Impressions and experiences

Part 7

Chapter 74,289 wordsPublic domain

It is very remarkable, in view of this fact, that we have now and then, though ever so much more rarely, dreams that are as angelic as those others are demoniac. Is it possible that then the dreamer is let into his goods (the word is Swedenborg’s again), instead of his evils? It may be supposed that in sleep the dreamer lies passive, while his proper soul is away, and other spirits, celestial and infernal, have free access to his mind, and abuse it to their own ends in the one case, and use it in his behalf in the other.

That would be an explanation, but nothing seems quite to hold in regard to dreams. If it is true, why should the dreamer’s state so much oftener be imbued with evil than with good? It might be answered that the evil forces are much more positive and aggressive than the good; or, that the love of the dreamer, which is his life, being mainly evil, invites the wicked spirits oftener. But that is a point which I would rather leave each dreamer to settle for himself. The greater number of every one’s dreams, like the romantic novel, I fancy, concern incident rather than character, and I am not sure, after all, that the dream which convicts the dreamer of an essential baseness is commoner than the dream that tells in his favor morally.
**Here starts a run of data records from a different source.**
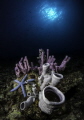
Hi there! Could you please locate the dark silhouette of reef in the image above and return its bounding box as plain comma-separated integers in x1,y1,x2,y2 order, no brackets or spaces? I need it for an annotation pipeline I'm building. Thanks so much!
0,56,84,120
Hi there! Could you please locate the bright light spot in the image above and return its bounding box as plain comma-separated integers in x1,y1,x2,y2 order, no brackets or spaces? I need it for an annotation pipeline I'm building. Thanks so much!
40,4,62,20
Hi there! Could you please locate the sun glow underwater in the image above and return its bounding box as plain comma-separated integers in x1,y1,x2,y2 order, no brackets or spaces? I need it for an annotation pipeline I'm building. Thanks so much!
40,4,63,21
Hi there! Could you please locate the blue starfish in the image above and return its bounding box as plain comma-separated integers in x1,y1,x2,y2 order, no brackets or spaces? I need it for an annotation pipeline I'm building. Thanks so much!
11,74,35,97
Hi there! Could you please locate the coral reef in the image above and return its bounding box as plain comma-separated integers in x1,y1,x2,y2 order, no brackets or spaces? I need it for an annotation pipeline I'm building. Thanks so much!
15,49,70,77
0,49,84,120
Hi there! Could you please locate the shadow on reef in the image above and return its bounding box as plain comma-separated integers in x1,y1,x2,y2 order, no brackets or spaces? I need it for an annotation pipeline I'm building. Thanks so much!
0,52,84,120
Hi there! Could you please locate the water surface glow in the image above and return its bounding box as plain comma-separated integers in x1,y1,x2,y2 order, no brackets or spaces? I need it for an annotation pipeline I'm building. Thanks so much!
40,4,62,21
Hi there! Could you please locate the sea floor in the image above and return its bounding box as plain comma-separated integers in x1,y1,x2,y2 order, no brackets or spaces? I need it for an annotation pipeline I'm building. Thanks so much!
0,57,84,120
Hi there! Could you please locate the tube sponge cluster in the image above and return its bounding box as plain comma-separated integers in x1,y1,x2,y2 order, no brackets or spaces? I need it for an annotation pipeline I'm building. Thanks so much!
15,49,70,77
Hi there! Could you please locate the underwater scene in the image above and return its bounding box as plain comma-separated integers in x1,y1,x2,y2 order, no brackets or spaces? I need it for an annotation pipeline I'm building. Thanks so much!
0,49,84,120
0,0,84,120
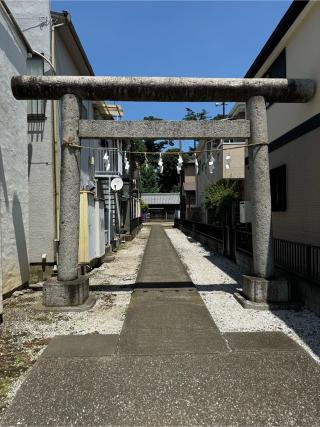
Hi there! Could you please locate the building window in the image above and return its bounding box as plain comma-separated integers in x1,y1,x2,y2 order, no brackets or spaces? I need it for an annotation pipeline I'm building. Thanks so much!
270,165,287,212
27,56,46,122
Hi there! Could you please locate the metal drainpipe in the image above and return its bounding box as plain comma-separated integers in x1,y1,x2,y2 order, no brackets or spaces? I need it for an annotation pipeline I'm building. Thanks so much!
51,23,65,265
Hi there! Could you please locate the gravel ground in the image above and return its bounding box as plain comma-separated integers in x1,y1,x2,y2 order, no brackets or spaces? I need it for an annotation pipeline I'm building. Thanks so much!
0,229,150,418
166,229,320,362
89,227,150,286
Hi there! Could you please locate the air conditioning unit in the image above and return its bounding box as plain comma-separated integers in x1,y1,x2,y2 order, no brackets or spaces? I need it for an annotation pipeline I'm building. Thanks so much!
240,201,252,224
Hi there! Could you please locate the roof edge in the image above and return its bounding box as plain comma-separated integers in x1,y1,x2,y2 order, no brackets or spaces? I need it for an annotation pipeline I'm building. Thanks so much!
51,10,95,76
244,0,309,78
0,0,33,53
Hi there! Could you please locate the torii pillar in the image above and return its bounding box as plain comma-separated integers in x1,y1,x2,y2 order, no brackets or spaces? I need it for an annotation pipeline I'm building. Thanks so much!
242,96,289,303
43,94,95,310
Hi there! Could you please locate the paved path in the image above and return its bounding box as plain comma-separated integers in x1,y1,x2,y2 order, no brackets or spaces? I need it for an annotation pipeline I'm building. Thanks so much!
5,226,320,426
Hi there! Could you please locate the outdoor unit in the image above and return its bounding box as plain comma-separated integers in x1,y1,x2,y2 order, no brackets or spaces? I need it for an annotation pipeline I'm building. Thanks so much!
79,190,96,264
240,201,251,224
94,199,105,258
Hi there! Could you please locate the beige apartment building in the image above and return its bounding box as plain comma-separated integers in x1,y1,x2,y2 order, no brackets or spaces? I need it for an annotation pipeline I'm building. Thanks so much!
196,103,247,223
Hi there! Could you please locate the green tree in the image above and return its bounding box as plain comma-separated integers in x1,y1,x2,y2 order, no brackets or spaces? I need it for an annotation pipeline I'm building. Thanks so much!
140,163,159,193
182,108,210,120
204,179,243,222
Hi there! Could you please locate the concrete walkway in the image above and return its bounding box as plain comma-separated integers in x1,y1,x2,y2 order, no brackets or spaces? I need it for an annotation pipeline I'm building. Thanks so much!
4,226,320,426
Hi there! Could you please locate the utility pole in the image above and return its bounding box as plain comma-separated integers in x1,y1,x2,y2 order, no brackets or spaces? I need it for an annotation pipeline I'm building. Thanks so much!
216,101,228,118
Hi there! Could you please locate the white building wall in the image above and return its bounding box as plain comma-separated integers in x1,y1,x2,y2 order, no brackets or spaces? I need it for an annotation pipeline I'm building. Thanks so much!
7,0,55,263
252,2,320,245
257,1,320,141
0,4,29,296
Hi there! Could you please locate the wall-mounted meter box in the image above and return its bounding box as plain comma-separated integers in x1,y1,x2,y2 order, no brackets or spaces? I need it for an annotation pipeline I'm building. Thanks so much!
240,201,251,224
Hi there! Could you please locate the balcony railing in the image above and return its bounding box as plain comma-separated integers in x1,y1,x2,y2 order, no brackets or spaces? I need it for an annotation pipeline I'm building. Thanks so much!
236,230,320,284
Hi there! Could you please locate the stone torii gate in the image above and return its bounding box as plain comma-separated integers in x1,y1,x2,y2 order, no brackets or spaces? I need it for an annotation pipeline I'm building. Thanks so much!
12,76,316,307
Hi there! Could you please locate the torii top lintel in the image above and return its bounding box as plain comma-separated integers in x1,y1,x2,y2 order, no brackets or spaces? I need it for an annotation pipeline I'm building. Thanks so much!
12,76,316,102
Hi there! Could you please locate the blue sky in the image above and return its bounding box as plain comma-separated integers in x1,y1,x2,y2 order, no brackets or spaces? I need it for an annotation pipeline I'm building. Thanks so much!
52,0,291,147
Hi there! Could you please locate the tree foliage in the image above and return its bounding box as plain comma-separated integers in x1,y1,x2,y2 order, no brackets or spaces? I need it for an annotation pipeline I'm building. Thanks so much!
204,179,240,215
182,108,210,120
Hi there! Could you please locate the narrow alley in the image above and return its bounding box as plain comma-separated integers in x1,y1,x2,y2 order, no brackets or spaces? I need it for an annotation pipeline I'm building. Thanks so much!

I dare say every reader of this paper has had dreams so amusing that he has wakened himself from them by laughing, and then not found them so very funny, or perhaps not been able to recall them at all. I have had at least one of this sort, remarkable for other reasons, which remains perfect in my mind, though it is now some ten years old. One of the children had been exposed to a very remote chance of scarlet-fever at the house of a friend, and had been duly scolded for the risk, which was then quite forgotten. I dreamed that this friend, however, was giving a ladies’ lunch, at which I was unaccountably and invisibly present, and the talk began to run upon the scarlet-fever cases in her family. She said that after the last she had fumigated the whole house for seventy-two hours (the period seemed very significant and important in my dream), and had burned everything she could lay her hands on.

“And what did the nurse burn?” asked one of the other ladies.

The hostess began to laugh: “The nurse didn’t burn a thing!”

Then all the rest burst out laughing at the joke, and the laughter woke me, to see the boy sitting up in his bed, and hear him saying, “Oh, I am so sick!”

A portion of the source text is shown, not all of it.